If you’re anything like me, when you see the dishes stacked so high you can’t see any way of having them not topple over on you like an avalanche, you put your plate on the counter and just walk away. Taking one look at the problem and making a snap decision that it’s bigger than you can handle, is a trap each of us fall into. But not David…
In his book, Malcolm Gladwell writes about what David saw when met with a titan of intimidation and seemingly overwhelming odds. David saw opportunity in himself, and when he looked at Goliath he didn’t see a mountain of muscle or an impossible task. When David looked at Goliath he saw the giant for what he was, too big to be strong and completely unaware of what was coming his way.
Sometimes being big is a disadvantage. Giants tend to have great power, but less dexterity to use that power effectively. Underdogs on the other hand, have the freedom to stay mobile and the ability to make choices fast and act on them however the please. In David’s case all it took was the right stone, at the right place, at the right speed to send the biggest bully in history to the ground.
Gladwell tells the David and Goliath story more than a dozen times in his book, from middle-school female basketball teams, to dyslexic captains of industry, to civil rights activists, to holocaust survivors.

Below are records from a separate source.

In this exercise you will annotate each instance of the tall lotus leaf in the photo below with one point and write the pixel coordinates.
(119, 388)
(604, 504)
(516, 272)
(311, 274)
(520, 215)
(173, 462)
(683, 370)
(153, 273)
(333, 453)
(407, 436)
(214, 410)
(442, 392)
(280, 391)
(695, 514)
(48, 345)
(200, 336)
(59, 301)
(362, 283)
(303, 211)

Each time the story is told, we get to see the strength in sticking it out, and the value of trying even when it looks you can’t win. All it takes is some determination, and a little cleverness to turn your apparent weaknesses into strength.
This book can change the way you see yourself in the midst of a struggle. It can give an insight into the real powers at work when life is rough. It can give you vision past the first-glance intimidation that might keep you from doing your best. This book will make you think twice when you are afraid, and the next time a giant shows up asking for you to bow down, all you will ask in return is “where is my sling?”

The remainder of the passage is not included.